I encourage you to start your children collecting nickels. They can do this by plucking nickels from circulation and bank rolls. Also buying silver proof sets as gifts is a good idea.


----------



## PaulS (Mar 11, 2013)

It is at or near $19.80 or thereabout now but the prices are being held up unnaturally by the futures market (bid prices).

The futures market also effects oil, gold, wheat and everything down to pork belly prices.


----------



## big al (Feb 24, 2013)

PrepConsultant said:


> I have some silver and gold that I bought back in the early 90's..I don't plan on getting any more though. Now, even though I have the silver and gold and intend on keeping it. I am now putting my money into other preps.. You can't eat gold and silver!!
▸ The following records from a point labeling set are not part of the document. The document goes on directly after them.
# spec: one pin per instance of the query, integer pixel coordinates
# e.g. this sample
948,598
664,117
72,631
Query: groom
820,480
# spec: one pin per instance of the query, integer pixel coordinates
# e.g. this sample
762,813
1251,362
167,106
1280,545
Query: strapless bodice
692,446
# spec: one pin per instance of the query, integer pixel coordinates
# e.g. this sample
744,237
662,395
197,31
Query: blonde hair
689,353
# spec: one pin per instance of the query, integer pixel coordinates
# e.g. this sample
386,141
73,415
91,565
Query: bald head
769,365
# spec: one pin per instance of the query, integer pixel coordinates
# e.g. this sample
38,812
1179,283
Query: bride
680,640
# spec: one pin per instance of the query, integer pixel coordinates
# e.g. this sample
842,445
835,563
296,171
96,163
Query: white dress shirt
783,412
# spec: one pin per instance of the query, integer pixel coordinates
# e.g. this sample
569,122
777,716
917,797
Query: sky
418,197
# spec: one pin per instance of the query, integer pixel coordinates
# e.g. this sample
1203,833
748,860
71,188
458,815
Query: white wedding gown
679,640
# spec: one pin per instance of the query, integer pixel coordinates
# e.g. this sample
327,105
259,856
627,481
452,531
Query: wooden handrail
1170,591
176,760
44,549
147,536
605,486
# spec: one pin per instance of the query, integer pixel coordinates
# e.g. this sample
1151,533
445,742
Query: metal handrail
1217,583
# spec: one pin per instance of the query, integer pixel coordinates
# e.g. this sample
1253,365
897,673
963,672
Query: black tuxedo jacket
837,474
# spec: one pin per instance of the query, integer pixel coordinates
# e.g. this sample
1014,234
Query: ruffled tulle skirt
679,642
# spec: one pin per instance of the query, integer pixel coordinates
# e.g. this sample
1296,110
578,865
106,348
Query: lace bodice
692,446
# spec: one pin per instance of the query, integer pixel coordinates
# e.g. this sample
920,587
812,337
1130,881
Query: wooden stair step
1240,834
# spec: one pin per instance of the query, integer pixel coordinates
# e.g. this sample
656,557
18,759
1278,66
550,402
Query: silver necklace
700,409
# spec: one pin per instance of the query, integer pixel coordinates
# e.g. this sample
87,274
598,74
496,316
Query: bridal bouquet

thats what I was thinking, ammo, soap, tp even are going to be better to barter with


----------



## Doc Holliday (Dec 22, 2012)

I invested in a much better metal then gold or silver..... LEAD! 
I have 1000's of #'s where others have once's 


Doc


----------



## inceptor (Nov 19, 2012)

Doc Holliday said:


> I invested in a much better metal then gold or silver..... LEAD!
> I have 1000's of #'s where others have once's
> 
> Doc


Why not do both?


----------



## Doc Holliday (Dec 22, 2012)

inceptor, 

I do, me and the wife have invested around 24,000 in silver but I see my lead as more valuable since I can use it to defend my silver stash against others...
I hope silver continues to go down so I can get more! Lead prices are just going up...


Doc


----------



## PalmettoTree (Jun 8, 2013)

The silver fall seems to have stopped and is flatlining. Will it break higher or lower? I sure do not know but I'm not postponing buying in hopes of a move down.


----------



## Ripon (Dec 22, 2012)

Ask George Soros,

I can't take "investing" in gold or silver. I own the later as a prep but the market for these are way too manipulated for me to invest money in them.

As for Ron Paul I just don't much care for the man. I'd have respected him if he ran as a libertarian, but his claim to be a republican just demonstrated
a dishonesty to me. Its one thing to want to change the republican party, but to claim you are the republican party when you aren't and never have
been just alienated me.



PalmettoTree said:


> The silver fall seems to have stopped and is flatlining. Will it break higher or lower? I sure do not know but I'm not postponing buying in hopes of a move down.


----------